# Best place for full weld in roll cage



## chezny (Sep 24, 2010)

Hi i have a mk3 2.0 gti which iam putting a vr6 in but first i want a full weld in roll cage. I would like your advice on were is the best place to get one from and also how hard they are to fit. Thanks mark


----------



## kkkustom (Jun 5, 2007)

thats my car. 20hrs, 2 people 40 man hours. $400 in tubing, $20 for welding supplies. $50 hr/ and thats cheap. you do the math! lol

Thats not taking the roof off to weld the top. I dicked with a mig to get it in there. Usually we cut the pillars remove the roof weld the cage and put the roof back on and do body work.
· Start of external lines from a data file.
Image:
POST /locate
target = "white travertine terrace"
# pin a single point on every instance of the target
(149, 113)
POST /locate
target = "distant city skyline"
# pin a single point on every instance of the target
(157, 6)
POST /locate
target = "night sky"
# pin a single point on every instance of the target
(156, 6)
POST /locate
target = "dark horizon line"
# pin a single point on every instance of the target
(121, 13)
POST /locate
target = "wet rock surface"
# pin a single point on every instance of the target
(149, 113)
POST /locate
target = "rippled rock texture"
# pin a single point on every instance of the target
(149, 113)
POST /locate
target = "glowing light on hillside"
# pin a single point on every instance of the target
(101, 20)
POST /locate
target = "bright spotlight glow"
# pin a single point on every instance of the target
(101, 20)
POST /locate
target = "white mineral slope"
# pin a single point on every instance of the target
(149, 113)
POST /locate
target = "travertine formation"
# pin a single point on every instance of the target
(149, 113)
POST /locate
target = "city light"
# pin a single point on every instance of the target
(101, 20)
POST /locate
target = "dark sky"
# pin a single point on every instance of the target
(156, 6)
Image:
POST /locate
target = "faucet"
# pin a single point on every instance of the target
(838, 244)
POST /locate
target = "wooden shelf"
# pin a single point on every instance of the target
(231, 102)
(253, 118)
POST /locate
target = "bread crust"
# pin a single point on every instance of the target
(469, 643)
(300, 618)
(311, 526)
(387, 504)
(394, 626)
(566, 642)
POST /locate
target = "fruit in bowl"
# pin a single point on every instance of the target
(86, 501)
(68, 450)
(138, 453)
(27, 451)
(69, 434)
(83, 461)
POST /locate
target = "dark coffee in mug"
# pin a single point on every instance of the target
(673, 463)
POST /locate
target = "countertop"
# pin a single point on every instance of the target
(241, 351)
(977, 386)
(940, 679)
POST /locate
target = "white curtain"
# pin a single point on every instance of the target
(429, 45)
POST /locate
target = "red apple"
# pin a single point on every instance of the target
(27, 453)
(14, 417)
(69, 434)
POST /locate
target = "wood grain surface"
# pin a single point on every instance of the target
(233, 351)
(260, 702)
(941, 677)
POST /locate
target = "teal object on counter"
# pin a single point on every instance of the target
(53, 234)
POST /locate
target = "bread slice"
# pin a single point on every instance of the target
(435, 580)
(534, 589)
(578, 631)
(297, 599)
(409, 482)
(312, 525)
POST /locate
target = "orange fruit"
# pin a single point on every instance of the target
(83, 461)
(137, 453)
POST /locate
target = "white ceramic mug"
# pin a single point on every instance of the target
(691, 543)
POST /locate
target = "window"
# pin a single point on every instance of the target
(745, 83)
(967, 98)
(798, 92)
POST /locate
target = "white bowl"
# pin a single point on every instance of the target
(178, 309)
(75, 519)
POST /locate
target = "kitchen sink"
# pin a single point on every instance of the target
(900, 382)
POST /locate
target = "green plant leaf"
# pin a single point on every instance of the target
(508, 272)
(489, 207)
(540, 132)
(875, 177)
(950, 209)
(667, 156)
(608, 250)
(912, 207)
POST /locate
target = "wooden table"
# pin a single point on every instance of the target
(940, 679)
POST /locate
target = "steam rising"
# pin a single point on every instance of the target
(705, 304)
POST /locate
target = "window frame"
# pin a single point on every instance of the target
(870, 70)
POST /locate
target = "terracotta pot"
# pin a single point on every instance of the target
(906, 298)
My cars too prity to cut the lid off it! lol

If your serious, PM me and we could do it for you.


----------



## chezny (Sep 24, 2010)

very nice job dint take as long as i throught it would too fit which is good. i want too do it myself to save money for engine and to learn how to do it


----------



## kkkustom (Jun 5, 2007)

chezny said:


> very nice job dint take as long as i throught it would too fit which is good. i want too do it myself to save money for engine and to learn how to do it


The man behind the bender knows his ****. There is some math involved when doign multi bend pieces and making them fit.

Some pieces took 10 minutes to get in shape and tack, others took 2 hours. Practice makes perfect. Allways measure twice cut onec, and cut it long to start!


----------